THE CENTRAL BANK has warned mortgage lenders not to attempt to bully homeowners into giving up their tracker mortgages.
It has issued orders to banks and building societies to make the details of agreements clear and understandable to customers.
New regulations have been agreed upon by the Central Bank and the Financial Regulator to protect financial customers from exploitation. Under the new rules, lenders must engage is open dialogue with customers and alert them to the potential risks of switching from a tracker mortgage.
The Central Bank and the Financial Regulator surveyed the behaviour of banks during 2008 and 2009, and found that they had failed to communicate appropriately with their customers.

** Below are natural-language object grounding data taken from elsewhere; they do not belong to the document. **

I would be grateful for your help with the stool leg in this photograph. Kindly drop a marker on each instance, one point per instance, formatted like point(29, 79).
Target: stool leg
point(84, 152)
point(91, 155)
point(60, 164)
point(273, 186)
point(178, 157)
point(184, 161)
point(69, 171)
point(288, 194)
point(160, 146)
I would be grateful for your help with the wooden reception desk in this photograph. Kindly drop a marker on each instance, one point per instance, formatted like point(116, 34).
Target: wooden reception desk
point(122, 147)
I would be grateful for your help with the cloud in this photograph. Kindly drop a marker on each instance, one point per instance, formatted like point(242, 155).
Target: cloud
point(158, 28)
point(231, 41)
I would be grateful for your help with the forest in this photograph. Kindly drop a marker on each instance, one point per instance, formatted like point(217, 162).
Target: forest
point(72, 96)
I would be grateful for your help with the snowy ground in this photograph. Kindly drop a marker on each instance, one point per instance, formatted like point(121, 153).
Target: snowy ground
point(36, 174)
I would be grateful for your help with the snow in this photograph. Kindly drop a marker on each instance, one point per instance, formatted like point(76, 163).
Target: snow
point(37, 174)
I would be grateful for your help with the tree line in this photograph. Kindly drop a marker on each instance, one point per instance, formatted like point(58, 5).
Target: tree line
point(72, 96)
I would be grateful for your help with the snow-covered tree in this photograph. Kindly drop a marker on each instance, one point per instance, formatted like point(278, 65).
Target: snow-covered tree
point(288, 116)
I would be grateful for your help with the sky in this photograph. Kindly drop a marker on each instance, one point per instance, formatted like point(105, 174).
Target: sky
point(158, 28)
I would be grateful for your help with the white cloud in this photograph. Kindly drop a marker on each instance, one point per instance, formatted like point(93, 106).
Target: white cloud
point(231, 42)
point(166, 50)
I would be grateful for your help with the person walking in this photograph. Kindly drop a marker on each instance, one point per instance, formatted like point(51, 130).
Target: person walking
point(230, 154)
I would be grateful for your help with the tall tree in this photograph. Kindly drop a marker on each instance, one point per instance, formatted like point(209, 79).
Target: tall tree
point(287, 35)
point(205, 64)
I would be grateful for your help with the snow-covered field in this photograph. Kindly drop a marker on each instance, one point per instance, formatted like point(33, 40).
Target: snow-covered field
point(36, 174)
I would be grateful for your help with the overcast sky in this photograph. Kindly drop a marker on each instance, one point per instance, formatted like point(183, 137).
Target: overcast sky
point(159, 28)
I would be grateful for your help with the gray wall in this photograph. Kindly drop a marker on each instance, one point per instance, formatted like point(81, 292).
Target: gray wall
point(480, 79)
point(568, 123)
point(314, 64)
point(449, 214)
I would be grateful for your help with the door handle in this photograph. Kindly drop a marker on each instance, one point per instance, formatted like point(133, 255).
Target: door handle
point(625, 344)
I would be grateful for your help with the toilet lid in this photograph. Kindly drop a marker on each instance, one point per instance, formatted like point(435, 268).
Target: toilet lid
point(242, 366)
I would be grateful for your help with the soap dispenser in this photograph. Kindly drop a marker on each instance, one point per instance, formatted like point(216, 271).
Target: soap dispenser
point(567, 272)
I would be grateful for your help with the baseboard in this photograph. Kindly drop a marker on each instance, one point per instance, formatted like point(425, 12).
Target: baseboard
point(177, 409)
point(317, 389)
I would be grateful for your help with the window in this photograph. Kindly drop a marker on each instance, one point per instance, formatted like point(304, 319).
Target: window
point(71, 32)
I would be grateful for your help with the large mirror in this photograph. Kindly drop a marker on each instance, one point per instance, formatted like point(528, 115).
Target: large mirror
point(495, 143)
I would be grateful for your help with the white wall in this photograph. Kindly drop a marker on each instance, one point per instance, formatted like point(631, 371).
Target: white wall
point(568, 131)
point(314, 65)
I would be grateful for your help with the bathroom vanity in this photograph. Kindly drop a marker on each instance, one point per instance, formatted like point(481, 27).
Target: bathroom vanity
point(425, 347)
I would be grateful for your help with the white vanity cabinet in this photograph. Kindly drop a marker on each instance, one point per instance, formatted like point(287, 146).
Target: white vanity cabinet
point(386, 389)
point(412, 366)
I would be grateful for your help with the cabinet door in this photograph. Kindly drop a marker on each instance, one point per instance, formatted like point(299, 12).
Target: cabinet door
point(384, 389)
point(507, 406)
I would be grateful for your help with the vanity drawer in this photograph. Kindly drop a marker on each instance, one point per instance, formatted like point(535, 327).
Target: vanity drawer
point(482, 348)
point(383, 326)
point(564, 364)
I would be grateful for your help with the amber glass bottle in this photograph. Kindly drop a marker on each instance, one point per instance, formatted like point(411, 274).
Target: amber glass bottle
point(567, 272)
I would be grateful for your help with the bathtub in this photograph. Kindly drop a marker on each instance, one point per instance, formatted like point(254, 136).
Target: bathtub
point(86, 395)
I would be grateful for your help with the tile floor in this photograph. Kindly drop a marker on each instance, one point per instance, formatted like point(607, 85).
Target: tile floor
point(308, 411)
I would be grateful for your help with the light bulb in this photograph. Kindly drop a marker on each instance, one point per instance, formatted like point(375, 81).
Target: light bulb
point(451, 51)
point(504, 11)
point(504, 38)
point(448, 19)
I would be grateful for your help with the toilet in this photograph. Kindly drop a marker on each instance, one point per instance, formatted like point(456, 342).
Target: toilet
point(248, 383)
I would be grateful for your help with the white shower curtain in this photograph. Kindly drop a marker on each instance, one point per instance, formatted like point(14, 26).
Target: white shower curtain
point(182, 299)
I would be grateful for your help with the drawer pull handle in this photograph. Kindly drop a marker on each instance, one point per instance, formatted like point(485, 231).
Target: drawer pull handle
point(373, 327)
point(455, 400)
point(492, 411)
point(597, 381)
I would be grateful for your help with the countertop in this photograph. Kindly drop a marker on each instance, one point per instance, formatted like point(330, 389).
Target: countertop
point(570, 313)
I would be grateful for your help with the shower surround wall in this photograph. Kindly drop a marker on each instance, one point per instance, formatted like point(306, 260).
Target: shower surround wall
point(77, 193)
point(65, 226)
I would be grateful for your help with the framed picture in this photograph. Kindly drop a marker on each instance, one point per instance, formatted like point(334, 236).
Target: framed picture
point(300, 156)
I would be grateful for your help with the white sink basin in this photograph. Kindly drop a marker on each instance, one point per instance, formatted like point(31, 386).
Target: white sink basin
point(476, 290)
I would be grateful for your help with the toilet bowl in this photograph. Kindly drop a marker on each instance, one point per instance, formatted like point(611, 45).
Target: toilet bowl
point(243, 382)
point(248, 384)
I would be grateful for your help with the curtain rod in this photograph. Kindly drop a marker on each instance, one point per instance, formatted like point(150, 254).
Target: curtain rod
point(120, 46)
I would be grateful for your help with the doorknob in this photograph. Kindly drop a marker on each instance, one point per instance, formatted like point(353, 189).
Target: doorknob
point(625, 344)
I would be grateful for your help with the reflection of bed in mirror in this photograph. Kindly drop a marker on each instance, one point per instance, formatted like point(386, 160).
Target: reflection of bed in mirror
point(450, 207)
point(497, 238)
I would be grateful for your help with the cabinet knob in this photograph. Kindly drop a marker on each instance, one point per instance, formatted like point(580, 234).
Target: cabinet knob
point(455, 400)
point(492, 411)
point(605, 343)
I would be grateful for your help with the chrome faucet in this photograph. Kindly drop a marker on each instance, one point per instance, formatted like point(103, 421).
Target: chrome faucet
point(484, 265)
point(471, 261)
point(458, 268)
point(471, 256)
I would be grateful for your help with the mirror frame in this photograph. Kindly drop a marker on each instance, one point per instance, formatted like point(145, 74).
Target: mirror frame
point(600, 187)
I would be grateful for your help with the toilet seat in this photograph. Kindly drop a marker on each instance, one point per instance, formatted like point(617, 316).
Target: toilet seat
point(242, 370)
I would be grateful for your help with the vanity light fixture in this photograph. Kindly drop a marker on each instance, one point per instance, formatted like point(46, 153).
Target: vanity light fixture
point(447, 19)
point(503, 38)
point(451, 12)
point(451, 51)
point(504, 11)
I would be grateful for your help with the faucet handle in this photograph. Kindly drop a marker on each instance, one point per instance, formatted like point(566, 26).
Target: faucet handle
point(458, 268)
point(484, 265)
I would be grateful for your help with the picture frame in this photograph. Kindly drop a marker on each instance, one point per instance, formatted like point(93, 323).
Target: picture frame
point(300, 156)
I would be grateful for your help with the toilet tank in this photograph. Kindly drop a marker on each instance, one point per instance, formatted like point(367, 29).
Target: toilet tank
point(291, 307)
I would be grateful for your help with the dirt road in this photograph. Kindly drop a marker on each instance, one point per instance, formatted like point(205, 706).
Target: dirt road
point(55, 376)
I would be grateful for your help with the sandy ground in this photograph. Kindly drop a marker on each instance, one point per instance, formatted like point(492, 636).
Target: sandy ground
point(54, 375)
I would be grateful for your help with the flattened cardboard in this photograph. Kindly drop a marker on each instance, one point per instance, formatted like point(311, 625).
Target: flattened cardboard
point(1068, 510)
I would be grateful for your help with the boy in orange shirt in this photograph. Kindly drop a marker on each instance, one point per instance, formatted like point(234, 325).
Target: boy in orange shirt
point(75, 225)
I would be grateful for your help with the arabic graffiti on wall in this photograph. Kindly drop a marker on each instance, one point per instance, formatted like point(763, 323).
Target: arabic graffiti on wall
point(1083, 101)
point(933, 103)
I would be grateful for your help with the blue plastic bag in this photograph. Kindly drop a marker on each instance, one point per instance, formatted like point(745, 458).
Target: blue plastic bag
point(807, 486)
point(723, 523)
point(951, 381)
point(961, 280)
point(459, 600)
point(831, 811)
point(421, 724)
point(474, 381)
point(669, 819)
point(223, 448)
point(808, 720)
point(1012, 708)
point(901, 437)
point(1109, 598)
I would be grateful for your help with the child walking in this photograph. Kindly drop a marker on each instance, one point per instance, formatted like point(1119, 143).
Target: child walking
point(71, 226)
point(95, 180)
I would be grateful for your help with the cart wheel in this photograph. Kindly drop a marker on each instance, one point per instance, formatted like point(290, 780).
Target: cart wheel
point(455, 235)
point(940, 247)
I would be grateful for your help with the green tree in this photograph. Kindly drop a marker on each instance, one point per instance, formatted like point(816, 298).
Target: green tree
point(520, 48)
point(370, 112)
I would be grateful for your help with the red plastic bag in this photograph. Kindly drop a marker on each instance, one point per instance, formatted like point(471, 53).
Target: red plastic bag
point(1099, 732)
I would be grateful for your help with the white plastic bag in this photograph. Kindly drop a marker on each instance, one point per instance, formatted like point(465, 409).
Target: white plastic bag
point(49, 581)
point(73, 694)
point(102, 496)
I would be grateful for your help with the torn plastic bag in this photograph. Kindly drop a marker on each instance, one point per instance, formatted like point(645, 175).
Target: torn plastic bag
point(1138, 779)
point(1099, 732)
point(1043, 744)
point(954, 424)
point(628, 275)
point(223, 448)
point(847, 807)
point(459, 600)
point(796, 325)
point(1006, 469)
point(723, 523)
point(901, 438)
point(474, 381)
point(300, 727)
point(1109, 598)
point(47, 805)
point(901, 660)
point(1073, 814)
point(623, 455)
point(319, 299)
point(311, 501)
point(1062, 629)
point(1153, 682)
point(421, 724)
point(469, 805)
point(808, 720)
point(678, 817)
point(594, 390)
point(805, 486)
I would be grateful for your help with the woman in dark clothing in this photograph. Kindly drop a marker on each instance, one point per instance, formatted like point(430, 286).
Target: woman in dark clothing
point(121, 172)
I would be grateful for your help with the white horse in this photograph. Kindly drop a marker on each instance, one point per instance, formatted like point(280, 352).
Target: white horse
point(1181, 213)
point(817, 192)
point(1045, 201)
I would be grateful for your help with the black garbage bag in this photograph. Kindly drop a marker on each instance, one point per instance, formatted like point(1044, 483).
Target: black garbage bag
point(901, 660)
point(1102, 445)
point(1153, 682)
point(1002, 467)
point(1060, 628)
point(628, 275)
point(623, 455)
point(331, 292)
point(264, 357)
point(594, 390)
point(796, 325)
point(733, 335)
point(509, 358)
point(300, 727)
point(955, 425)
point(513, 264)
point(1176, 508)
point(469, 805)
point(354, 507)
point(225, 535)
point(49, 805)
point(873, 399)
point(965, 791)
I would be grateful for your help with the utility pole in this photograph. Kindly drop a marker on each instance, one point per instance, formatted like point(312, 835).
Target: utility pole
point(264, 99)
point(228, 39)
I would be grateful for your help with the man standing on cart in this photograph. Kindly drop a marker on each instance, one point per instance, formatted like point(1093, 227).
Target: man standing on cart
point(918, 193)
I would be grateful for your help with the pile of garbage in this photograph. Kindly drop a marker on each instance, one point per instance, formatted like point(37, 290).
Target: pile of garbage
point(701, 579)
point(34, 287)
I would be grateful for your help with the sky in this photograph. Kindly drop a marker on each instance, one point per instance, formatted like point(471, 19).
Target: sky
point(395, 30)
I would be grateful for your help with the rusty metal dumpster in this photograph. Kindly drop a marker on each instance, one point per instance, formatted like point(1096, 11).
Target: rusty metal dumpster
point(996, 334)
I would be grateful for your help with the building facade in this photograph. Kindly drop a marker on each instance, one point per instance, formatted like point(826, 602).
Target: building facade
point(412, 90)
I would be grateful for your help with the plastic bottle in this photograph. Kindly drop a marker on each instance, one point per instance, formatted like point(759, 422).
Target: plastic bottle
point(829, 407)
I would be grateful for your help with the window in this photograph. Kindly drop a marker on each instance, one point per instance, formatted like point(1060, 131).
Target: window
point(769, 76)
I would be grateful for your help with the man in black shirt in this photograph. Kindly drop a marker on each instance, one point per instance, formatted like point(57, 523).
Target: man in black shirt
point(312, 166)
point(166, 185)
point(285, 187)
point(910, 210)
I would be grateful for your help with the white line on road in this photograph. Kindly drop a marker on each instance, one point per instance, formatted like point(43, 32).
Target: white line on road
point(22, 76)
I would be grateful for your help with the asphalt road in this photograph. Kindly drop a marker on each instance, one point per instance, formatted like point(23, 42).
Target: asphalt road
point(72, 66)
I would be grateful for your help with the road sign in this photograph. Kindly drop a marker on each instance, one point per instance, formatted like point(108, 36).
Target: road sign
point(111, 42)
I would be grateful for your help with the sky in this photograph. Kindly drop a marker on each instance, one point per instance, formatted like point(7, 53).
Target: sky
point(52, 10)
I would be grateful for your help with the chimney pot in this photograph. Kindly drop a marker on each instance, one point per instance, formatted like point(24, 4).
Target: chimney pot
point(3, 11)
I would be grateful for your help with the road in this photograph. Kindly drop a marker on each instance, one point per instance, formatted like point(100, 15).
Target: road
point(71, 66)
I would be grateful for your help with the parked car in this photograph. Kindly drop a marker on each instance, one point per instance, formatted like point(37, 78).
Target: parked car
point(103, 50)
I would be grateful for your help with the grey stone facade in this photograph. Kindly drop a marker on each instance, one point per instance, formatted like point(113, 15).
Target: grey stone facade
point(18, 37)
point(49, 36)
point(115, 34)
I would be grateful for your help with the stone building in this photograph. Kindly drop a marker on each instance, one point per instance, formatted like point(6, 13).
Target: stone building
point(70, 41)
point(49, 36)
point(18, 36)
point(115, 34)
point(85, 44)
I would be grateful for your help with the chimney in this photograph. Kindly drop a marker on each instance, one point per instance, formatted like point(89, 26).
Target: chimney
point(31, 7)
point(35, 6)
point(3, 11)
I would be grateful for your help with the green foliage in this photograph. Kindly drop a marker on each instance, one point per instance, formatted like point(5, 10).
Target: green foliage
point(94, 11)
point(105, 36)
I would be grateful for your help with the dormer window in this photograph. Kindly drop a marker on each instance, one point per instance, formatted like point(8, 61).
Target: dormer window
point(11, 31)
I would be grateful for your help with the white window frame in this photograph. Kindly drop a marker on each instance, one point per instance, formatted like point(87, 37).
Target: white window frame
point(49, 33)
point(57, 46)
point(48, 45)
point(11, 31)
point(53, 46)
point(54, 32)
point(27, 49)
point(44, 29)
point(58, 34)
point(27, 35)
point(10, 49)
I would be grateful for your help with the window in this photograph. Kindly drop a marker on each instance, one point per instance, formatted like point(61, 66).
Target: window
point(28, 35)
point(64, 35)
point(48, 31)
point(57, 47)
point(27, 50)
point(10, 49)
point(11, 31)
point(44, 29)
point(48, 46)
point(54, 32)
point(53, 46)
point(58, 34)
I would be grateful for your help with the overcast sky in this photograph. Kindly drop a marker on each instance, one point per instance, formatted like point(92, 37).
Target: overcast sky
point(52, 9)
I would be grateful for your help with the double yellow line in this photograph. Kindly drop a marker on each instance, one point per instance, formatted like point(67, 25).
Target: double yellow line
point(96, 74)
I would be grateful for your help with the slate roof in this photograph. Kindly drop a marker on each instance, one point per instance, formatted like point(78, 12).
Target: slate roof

They concluded that customers did not understand what they were doing when they agreed to give up their tracker mortgages.
Tracker mortgages are the safest and cheapest type of loans for homeowners.
Unlike variable rate mortgages, the interest on which can be raised at a lender’s discretion, tracker loans are fixed to the rates of the European Central Bank – which have been at the record low of 1% for almost a year and a half.
The regulator released a statement, saying: “Customers must be notified that switching from a tracker rate may mean they will lose the ability to avail of a tracker rate mortgage in the future, where this is the case.”
The Central Bank and the Financial Regulator warned financial institutions not to attempt to coerce customers to switch from safe tracker mortgages to unpredictable and expensive variable rate mortgages.